The 6 stages of a Corp hangover

Aka a corpover


It’s been a wild one: you attempted the rainbow challenge, fell down the corp stairs and ended up in bed at 4am spooning a Murdocs kebab. Although merry in your annihilated state, it’s yet to dawn on you that tomorrow is a full day at uni. Here’s a definitive catalogue to the hangover from hell, aka a Corpover.

1. The Sweats

You’ve woken up in a complete daze to your 8.30 alarm, realising with horror and disgust that it’s not a weekend, and that horrendously chirpy ring tone won’t relent until you get out of bed. Rolling out of your duvet isn’t a pretty sight, and you soon realise that going to sleep donned in your full Corp attire, shoes included, was a terrible mistake. You can already feel the vodka sweating out of you and your sheets feel ominously damp. Stepping straight into your kebab remains, you wonder how this day could possibly get better from here.

Everything in you says no

2. The Toilet Trip

Praise the Lord for en suites. We won’t go into too much detail here, but undoubtedly at least one of a series of outcomes will take place here. If you’re in for a cheeky morning chunder you’ve drawn the short straw, as this will produce one of two outcomes: 1) you feel like a piece of roadkill, 2) you falsely assume ‘it’s all out my system’ and decide to head in for your full day at uni.

3. Denial

There are actually two threads of conflicting denial here: firstly, whilst getting ready and staggering into your skinny jeans, you profusely deny that you will ever make it into uni – this lecture on Contemporary Prose Poetry can surely wait. After a badgering text from your course mate, you’re forced to leave the flat. The second thread of denial then kicks in: upon leaving, you actually, stupidly, deny to yourself that your hangover even exists. Look at you, you’re wearing skinny jeans! This surely must be a sign of functioning. Alas, pity the poor student who lulls themselves into this false pretension.
N.b. denial may be increased with good weather outside.

It was all going so well…

4. Acceptance

You’re 30 minutes into your second lecture without a single note taken down, and the 4 hour sleep is starting to show itself. You can’t tell if you feel hungry or sick, but you know that your bed in Broomhill is at least 1000 miles away from the dungeon that is the Arts Tower lecture theatres. But you’ve accepted that you’re here now, there’s no escape, you just have to hold it together for the next two hours and then you can crawl to bed. Bored out of your brain, you can’t decide whether to try piece the parts of last night together without risking feeling queasy.

5. Contemplation

With a severe corpover, suffers typically contemplate issues as such: why bother coming into uni? why did I try the rainbow challenge? What is in a blue pint? Is anyone really here? With the long hours of lectures stretching ahead in front of you, it’s time to devise a plan of action. Cue daydreaming about greasy big breakfasts.

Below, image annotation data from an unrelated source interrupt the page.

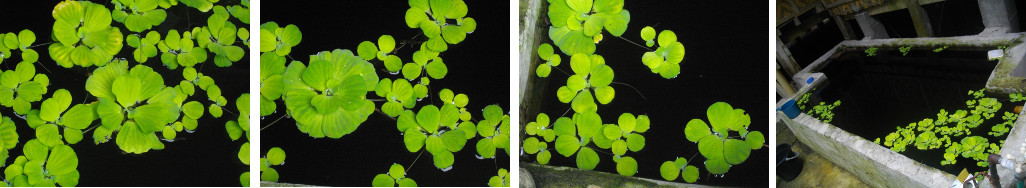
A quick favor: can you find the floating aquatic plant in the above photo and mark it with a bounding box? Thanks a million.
[659,157,699,183]
[260,22,303,57]
[535,43,561,77]
[874,89,1018,166]
[556,53,617,109]
[548,0,631,55]
[370,163,417,187]
[684,102,765,175]
[0,62,50,114]
[3,139,79,187]
[0,30,39,63]
[641,27,684,79]
[49,1,124,68]
[260,147,285,182]
[85,63,180,153]
[282,49,378,139]
[488,168,510,187]
[111,0,167,32]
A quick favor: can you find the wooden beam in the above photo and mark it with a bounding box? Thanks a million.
[904,0,934,37]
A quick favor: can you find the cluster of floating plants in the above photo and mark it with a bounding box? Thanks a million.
[873,89,1026,167]
[795,89,840,123]
[0,0,249,184]
[260,0,510,186]
[521,0,764,183]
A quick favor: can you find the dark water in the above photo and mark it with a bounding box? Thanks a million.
[523,1,771,187]
[254,1,515,186]
[806,49,1014,174]
[0,1,249,186]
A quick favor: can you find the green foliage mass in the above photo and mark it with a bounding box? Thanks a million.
[875,89,1018,167]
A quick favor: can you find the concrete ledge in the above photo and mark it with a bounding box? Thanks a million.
[799,33,1026,93]
[778,109,955,187]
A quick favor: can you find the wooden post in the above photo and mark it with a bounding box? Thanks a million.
[777,37,801,76]
[905,0,934,37]
[855,11,891,39]
[831,15,858,40]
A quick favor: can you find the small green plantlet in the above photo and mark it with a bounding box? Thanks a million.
[1009,93,1026,103]
[812,101,840,123]
[898,46,912,57]
[535,43,562,78]
[684,102,765,175]
[659,157,699,183]
[370,163,417,187]
[641,27,684,79]
[262,146,285,182]
[865,47,877,57]
[488,168,510,187]
[548,0,631,55]
[876,89,1018,166]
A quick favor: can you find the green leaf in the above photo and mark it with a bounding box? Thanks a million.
[116,121,159,154]
[603,10,631,37]
[617,156,638,177]
[280,25,303,46]
[680,165,699,183]
[238,142,249,165]
[417,105,441,134]
[398,178,417,187]
[39,88,72,122]
[607,137,627,155]
[595,85,617,105]
[388,163,406,180]
[659,161,680,181]
[553,117,577,137]
[476,138,496,158]
[566,0,592,13]
[602,124,624,140]
[431,151,456,170]
[36,124,64,147]
[538,150,552,164]
[570,90,598,112]
[590,63,614,87]
[577,148,599,170]
[405,7,430,28]
[538,43,553,61]
[182,101,203,119]
[699,137,723,160]
[523,137,539,154]
[225,121,243,141]
[260,167,279,182]
[442,25,467,44]
[46,145,78,176]
[555,136,582,157]
[267,147,285,165]
[706,102,740,135]
[684,119,712,142]
[402,63,423,80]
[627,134,645,152]
[594,0,624,13]
[112,76,142,108]
[426,58,448,79]
[359,41,378,60]
[570,53,595,74]
[745,130,765,150]
[556,86,578,103]
[659,30,677,46]
[549,26,595,54]
[441,129,467,152]
[705,158,731,175]
[723,139,752,164]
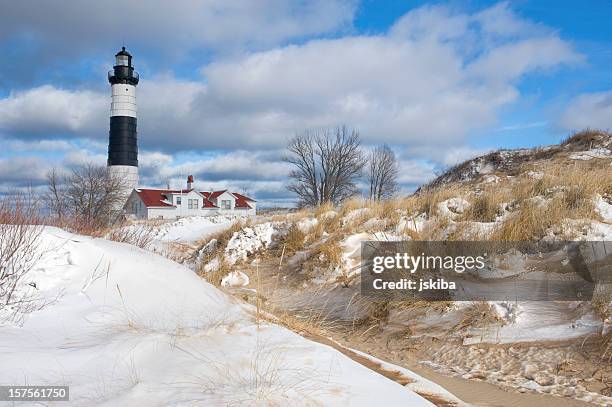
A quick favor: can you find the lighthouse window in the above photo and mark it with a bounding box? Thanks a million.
[116,55,128,66]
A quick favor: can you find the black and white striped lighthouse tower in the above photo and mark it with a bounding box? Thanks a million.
[108,47,138,196]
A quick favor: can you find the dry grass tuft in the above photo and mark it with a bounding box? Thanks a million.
[315,237,342,267]
[278,223,306,255]
[461,191,505,222]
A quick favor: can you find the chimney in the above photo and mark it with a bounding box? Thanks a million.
[187,175,193,189]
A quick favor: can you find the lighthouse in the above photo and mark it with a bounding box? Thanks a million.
[107,47,138,198]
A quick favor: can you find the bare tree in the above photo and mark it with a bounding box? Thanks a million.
[0,194,42,322]
[368,144,399,201]
[45,164,127,229]
[284,126,365,206]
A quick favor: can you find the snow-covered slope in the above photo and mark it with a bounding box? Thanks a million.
[0,228,431,406]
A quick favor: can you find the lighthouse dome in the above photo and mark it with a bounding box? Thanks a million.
[115,47,132,66]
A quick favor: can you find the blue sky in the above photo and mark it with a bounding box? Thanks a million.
[0,0,612,204]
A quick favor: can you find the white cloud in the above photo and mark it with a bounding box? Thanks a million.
[561,91,612,130]
[0,0,356,55]
[0,156,48,186]
[0,4,580,158]
[0,85,110,136]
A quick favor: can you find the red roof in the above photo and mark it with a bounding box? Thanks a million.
[232,192,257,202]
[136,189,174,207]
[207,189,227,199]
[200,189,256,209]
[136,189,256,209]
[136,189,217,208]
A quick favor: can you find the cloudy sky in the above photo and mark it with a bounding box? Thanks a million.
[0,0,612,205]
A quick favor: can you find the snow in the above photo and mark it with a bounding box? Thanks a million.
[569,148,612,161]
[0,227,431,406]
[297,218,319,233]
[594,195,612,222]
[349,348,469,407]
[225,222,279,265]
[342,208,370,226]
[156,216,237,242]
[437,198,470,219]
[221,271,249,287]
[396,212,427,234]
[482,174,500,184]
[463,301,603,345]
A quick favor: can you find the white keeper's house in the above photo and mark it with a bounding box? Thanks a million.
[123,175,257,219]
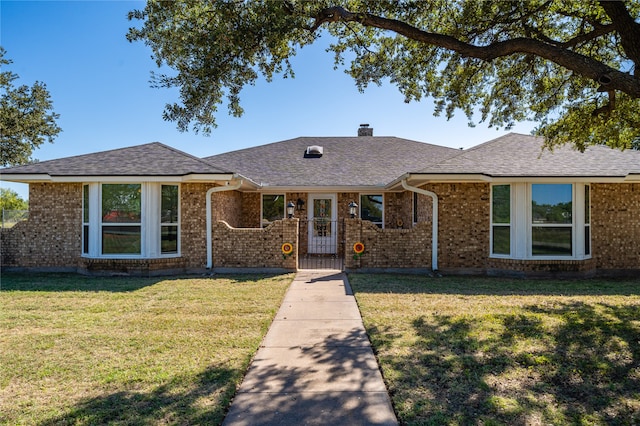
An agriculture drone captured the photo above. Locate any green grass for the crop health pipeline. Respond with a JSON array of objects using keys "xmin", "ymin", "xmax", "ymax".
[
  {"xmin": 0, "ymin": 274, "xmax": 293, "ymax": 425},
  {"xmin": 349, "ymin": 274, "xmax": 640, "ymax": 425}
]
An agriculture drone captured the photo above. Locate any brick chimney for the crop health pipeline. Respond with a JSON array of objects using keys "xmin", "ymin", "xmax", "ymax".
[{"xmin": 358, "ymin": 124, "xmax": 373, "ymax": 136}]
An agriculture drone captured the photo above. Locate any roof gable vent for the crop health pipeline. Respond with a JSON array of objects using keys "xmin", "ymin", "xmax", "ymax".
[
  {"xmin": 358, "ymin": 123, "xmax": 373, "ymax": 136},
  {"xmin": 304, "ymin": 145, "xmax": 323, "ymax": 158}
]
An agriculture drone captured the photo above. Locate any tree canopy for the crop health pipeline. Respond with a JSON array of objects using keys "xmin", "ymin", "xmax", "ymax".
[
  {"xmin": 128, "ymin": 0, "xmax": 640, "ymax": 149},
  {"xmin": 0, "ymin": 47, "xmax": 61, "ymax": 166}
]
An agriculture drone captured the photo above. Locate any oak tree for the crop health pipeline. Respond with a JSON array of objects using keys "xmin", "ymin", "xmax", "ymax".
[
  {"xmin": 128, "ymin": 0, "xmax": 640, "ymax": 149},
  {"xmin": 0, "ymin": 47, "xmax": 61, "ymax": 166}
]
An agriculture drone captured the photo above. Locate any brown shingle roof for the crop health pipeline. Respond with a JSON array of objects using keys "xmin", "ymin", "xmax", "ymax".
[
  {"xmin": 1, "ymin": 142, "xmax": 226, "ymax": 176},
  {"xmin": 205, "ymin": 136, "xmax": 459, "ymax": 186},
  {"xmin": 419, "ymin": 133, "xmax": 640, "ymax": 177}
]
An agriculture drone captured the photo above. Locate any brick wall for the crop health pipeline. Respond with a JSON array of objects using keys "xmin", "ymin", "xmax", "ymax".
[
  {"xmin": 345, "ymin": 219, "xmax": 431, "ymax": 270},
  {"xmin": 0, "ymin": 183, "xmax": 640, "ymax": 275},
  {"xmin": 180, "ymin": 183, "xmax": 245, "ymax": 270},
  {"xmin": 424, "ymin": 183, "xmax": 490, "ymax": 271},
  {"xmin": 591, "ymin": 183, "xmax": 640, "ymax": 275},
  {"xmin": 384, "ymin": 191, "xmax": 413, "ymax": 229},
  {"xmin": 0, "ymin": 183, "xmax": 82, "ymax": 269}
]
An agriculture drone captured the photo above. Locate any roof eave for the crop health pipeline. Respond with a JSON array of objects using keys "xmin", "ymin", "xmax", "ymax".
[{"xmin": 0, "ymin": 173, "xmax": 241, "ymax": 183}]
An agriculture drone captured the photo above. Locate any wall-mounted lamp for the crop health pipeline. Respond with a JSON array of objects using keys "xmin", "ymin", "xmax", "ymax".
[{"xmin": 349, "ymin": 201, "xmax": 358, "ymax": 219}]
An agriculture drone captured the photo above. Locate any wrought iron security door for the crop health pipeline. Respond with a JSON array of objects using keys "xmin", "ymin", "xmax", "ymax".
[{"xmin": 307, "ymin": 194, "xmax": 338, "ymax": 254}]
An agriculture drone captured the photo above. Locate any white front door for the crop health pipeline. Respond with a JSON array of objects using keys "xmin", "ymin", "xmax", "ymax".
[{"xmin": 308, "ymin": 194, "xmax": 338, "ymax": 254}]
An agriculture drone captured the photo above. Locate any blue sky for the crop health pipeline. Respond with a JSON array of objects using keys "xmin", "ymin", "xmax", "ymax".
[{"xmin": 0, "ymin": 0, "xmax": 534, "ymax": 198}]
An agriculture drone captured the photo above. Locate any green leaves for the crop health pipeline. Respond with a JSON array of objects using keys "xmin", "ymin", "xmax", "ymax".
[{"xmin": 0, "ymin": 47, "xmax": 61, "ymax": 166}]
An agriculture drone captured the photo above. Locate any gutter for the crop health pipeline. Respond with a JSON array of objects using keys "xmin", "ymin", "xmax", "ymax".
[
  {"xmin": 401, "ymin": 178, "xmax": 438, "ymax": 273},
  {"xmin": 206, "ymin": 180, "xmax": 244, "ymax": 269}
]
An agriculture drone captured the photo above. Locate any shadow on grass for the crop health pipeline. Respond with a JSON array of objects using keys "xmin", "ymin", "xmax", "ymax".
[
  {"xmin": 224, "ymin": 327, "xmax": 397, "ymax": 426},
  {"xmin": 349, "ymin": 274, "xmax": 640, "ymax": 296},
  {"xmin": 356, "ymin": 300, "xmax": 640, "ymax": 425},
  {"xmin": 0, "ymin": 272, "xmax": 288, "ymax": 293},
  {"xmin": 39, "ymin": 367, "xmax": 242, "ymax": 426}
]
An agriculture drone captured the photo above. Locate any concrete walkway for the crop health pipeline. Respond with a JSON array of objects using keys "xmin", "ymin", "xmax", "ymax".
[{"xmin": 223, "ymin": 270, "xmax": 398, "ymax": 426}]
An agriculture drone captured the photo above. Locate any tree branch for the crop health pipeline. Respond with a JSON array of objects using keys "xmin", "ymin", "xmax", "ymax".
[
  {"xmin": 310, "ymin": 6, "xmax": 640, "ymax": 99},
  {"xmin": 600, "ymin": 0, "xmax": 640, "ymax": 71}
]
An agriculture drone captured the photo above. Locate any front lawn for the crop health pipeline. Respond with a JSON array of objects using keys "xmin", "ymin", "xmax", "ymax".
[
  {"xmin": 349, "ymin": 274, "xmax": 640, "ymax": 425},
  {"xmin": 0, "ymin": 274, "xmax": 293, "ymax": 425}
]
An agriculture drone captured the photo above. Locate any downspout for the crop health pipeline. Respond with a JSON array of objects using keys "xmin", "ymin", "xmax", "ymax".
[
  {"xmin": 402, "ymin": 179, "xmax": 438, "ymax": 272},
  {"xmin": 206, "ymin": 180, "xmax": 243, "ymax": 269}
]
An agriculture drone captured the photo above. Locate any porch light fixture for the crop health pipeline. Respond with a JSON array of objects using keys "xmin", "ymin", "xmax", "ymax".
[{"xmin": 349, "ymin": 201, "xmax": 358, "ymax": 219}]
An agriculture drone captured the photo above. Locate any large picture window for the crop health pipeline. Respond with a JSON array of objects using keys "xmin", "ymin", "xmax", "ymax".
[
  {"xmin": 490, "ymin": 182, "xmax": 591, "ymax": 260},
  {"xmin": 160, "ymin": 185, "xmax": 179, "ymax": 254},
  {"xmin": 262, "ymin": 194, "xmax": 284, "ymax": 228},
  {"xmin": 491, "ymin": 185, "xmax": 511, "ymax": 256},
  {"xmin": 82, "ymin": 185, "xmax": 90, "ymax": 254},
  {"xmin": 360, "ymin": 194, "xmax": 384, "ymax": 228},
  {"xmin": 531, "ymin": 184, "xmax": 573, "ymax": 256},
  {"xmin": 102, "ymin": 184, "xmax": 142, "ymax": 254},
  {"xmin": 82, "ymin": 182, "xmax": 180, "ymax": 258}
]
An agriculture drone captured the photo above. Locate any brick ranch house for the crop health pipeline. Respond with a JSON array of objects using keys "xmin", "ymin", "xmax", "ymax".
[{"xmin": 1, "ymin": 125, "xmax": 640, "ymax": 276}]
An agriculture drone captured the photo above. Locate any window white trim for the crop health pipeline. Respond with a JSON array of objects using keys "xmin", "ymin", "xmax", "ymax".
[
  {"xmin": 489, "ymin": 183, "xmax": 515, "ymax": 259},
  {"xmin": 358, "ymin": 192, "xmax": 386, "ymax": 229},
  {"xmin": 260, "ymin": 192, "xmax": 287, "ymax": 228},
  {"xmin": 489, "ymin": 181, "xmax": 592, "ymax": 260}
]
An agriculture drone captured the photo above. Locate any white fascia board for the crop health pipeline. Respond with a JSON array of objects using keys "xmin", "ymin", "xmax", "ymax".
[
  {"xmin": 259, "ymin": 185, "xmax": 386, "ymax": 194},
  {"xmin": 181, "ymin": 173, "xmax": 236, "ymax": 182},
  {"xmin": 624, "ymin": 172, "xmax": 640, "ymax": 182},
  {"xmin": 492, "ymin": 176, "xmax": 624, "ymax": 183},
  {"xmin": 0, "ymin": 173, "xmax": 52, "ymax": 183},
  {"xmin": 386, "ymin": 173, "xmax": 493, "ymax": 189},
  {"xmin": 0, "ymin": 173, "xmax": 237, "ymax": 183}
]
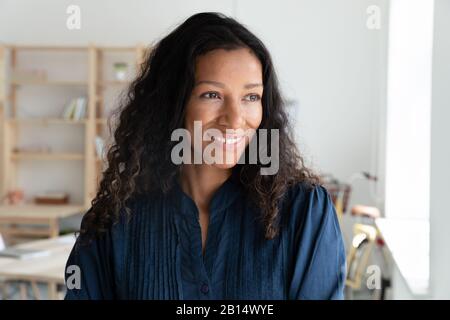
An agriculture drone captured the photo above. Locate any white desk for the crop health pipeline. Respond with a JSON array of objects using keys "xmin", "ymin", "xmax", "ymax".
[
  {"xmin": 0, "ymin": 234, "xmax": 75, "ymax": 299},
  {"xmin": 376, "ymin": 218, "xmax": 430, "ymax": 296}
]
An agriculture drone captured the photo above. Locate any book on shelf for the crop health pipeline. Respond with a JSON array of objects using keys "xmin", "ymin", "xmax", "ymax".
[
  {"xmin": 63, "ymin": 97, "xmax": 87, "ymax": 120},
  {"xmin": 95, "ymin": 136, "xmax": 105, "ymax": 159}
]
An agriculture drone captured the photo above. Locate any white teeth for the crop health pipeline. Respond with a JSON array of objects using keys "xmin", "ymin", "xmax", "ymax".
[{"xmin": 213, "ymin": 137, "xmax": 242, "ymax": 144}]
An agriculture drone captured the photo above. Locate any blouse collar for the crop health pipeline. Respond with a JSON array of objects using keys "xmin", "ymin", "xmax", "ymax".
[{"xmin": 170, "ymin": 170, "xmax": 243, "ymax": 215}]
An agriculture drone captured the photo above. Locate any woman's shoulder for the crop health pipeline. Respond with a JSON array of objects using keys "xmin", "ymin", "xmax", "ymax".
[{"xmin": 282, "ymin": 181, "xmax": 335, "ymax": 230}]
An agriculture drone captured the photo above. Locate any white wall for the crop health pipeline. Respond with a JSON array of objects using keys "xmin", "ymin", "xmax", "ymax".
[
  {"xmin": 0, "ymin": 0, "xmax": 387, "ymax": 212},
  {"xmin": 430, "ymin": 0, "xmax": 450, "ymax": 299}
]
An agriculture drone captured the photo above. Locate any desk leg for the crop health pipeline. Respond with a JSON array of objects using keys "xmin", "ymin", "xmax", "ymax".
[
  {"xmin": 48, "ymin": 282, "xmax": 57, "ymax": 300},
  {"xmin": 30, "ymin": 281, "xmax": 41, "ymax": 300},
  {"xmin": 19, "ymin": 282, "xmax": 28, "ymax": 300},
  {"xmin": 48, "ymin": 219, "xmax": 59, "ymax": 238}
]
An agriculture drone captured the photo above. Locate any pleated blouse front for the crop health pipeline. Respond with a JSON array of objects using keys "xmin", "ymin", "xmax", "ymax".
[{"xmin": 66, "ymin": 175, "xmax": 346, "ymax": 300}]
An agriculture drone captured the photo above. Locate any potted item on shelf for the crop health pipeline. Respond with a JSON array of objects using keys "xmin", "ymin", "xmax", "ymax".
[
  {"xmin": 11, "ymin": 69, "xmax": 47, "ymax": 83},
  {"xmin": 34, "ymin": 192, "xmax": 69, "ymax": 204},
  {"xmin": 114, "ymin": 62, "xmax": 128, "ymax": 81},
  {"xmin": 6, "ymin": 189, "xmax": 24, "ymax": 205}
]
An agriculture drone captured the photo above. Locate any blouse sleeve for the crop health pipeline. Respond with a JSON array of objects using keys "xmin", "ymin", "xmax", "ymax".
[
  {"xmin": 65, "ymin": 214, "xmax": 114, "ymax": 300},
  {"xmin": 288, "ymin": 186, "xmax": 346, "ymax": 300}
]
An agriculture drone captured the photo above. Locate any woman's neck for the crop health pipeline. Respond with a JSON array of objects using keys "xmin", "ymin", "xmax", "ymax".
[{"xmin": 180, "ymin": 164, "xmax": 232, "ymax": 210}]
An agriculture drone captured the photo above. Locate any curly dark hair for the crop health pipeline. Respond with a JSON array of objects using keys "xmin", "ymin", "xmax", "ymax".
[{"xmin": 80, "ymin": 13, "xmax": 320, "ymax": 239}]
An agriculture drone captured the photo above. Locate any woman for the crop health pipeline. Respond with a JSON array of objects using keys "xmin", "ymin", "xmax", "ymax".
[{"xmin": 66, "ymin": 13, "xmax": 345, "ymax": 299}]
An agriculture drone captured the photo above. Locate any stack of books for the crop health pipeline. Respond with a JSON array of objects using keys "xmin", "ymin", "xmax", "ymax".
[{"xmin": 63, "ymin": 97, "xmax": 87, "ymax": 120}]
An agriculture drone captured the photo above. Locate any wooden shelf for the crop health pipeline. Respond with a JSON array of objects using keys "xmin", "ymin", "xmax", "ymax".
[
  {"xmin": 98, "ymin": 80, "xmax": 131, "ymax": 87},
  {"xmin": 11, "ymin": 80, "xmax": 88, "ymax": 87},
  {"xmin": 97, "ymin": 46, "xmax": 136, "ymax": 52},
  {"xmin": 0, "ymin": 203, "xmax": 85, "ymax": 219},
  {"xmin": 5, "ymin": 45, "xmax": 88, "ymax": 51},
  {"xmin": 11, "ymin": 151, "xmax": 84, "ymax": 160},
  {"xmin": 0, "ymin": 44, "xmax": 147, "ymax": 211},
  {"xmin": 7, "ymin": 118, "xmax": 87, "ymax": 125}
]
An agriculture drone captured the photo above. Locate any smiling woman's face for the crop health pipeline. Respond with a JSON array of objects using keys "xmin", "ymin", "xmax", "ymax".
[{"xmin": 185, "ymin": 48, "xmax": 263, "ymax": 169}]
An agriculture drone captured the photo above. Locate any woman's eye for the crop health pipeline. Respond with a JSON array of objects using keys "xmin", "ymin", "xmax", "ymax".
[
  {"xmin": 245, "ymin": 94, "xmax": 261, "ymax": 102},
  {"xmin": 201, "ymin": 92, "xmax": 219, "ymax": 99}
]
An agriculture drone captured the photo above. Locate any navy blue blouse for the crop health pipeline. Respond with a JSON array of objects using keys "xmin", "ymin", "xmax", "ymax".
[{"xmin": 65, "ymin": 175, "xmax": 346, "ymax": 300}]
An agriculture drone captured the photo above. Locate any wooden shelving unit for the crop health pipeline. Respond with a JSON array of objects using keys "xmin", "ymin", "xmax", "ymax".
[{"xmin": 0, "ymin": 44, "xmax": 147, "ymax": 210}]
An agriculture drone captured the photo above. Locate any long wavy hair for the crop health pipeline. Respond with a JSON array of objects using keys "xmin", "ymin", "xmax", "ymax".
[{"xmin": 80, "ymin": 13, "xmax": 320, "ymax": 239}]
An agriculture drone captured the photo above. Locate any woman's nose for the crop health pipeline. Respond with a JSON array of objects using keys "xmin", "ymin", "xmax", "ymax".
[{"xmin": 225, "ymin": 99, "xmax": 245, "ymax": 129}]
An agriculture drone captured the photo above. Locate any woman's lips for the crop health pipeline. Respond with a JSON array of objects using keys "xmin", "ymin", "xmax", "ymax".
[{"xmin": 211, "ymin": 134, "xmax": 245, "ymax": 149}]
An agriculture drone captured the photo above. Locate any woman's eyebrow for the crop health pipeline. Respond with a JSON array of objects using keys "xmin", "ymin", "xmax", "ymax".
[{"xmin": 195, "ymin": 80, "xmax": 263, "ymax": 89}]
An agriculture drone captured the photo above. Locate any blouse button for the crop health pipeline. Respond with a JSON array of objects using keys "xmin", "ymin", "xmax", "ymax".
[{"xmin": 200, "ymin": 283, "xmax": 209, "ymax": 294}]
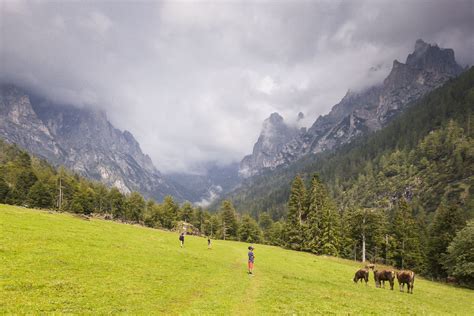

Did I really get on the DJ deck?

6. Treatment

Against all the odds, you’ve survived the day at uni. You even managed to spout some bollocks in your seminar that actually made you sound intellectual. But don’t be too impressed, if you were an animal in the wild you would definitely be killed by now. Arriving at your flat donned with masses of junk food, you even start to feel sentimental to this hovel that you call a home, you can’t believe you really made it. Faced with the sight of that dried up kebab though, you start to think otherwise. If in doubt, retreat to the kitchen. Three hours of netflix and two packets of sensations later, you have regained some of your energy and lined your stomach ready to finally have that flat catch-up about what really happened last night. In the camaraderie of hungover souls you will laugh and sigh and promise never to drink Asda own brand vodka for pres again.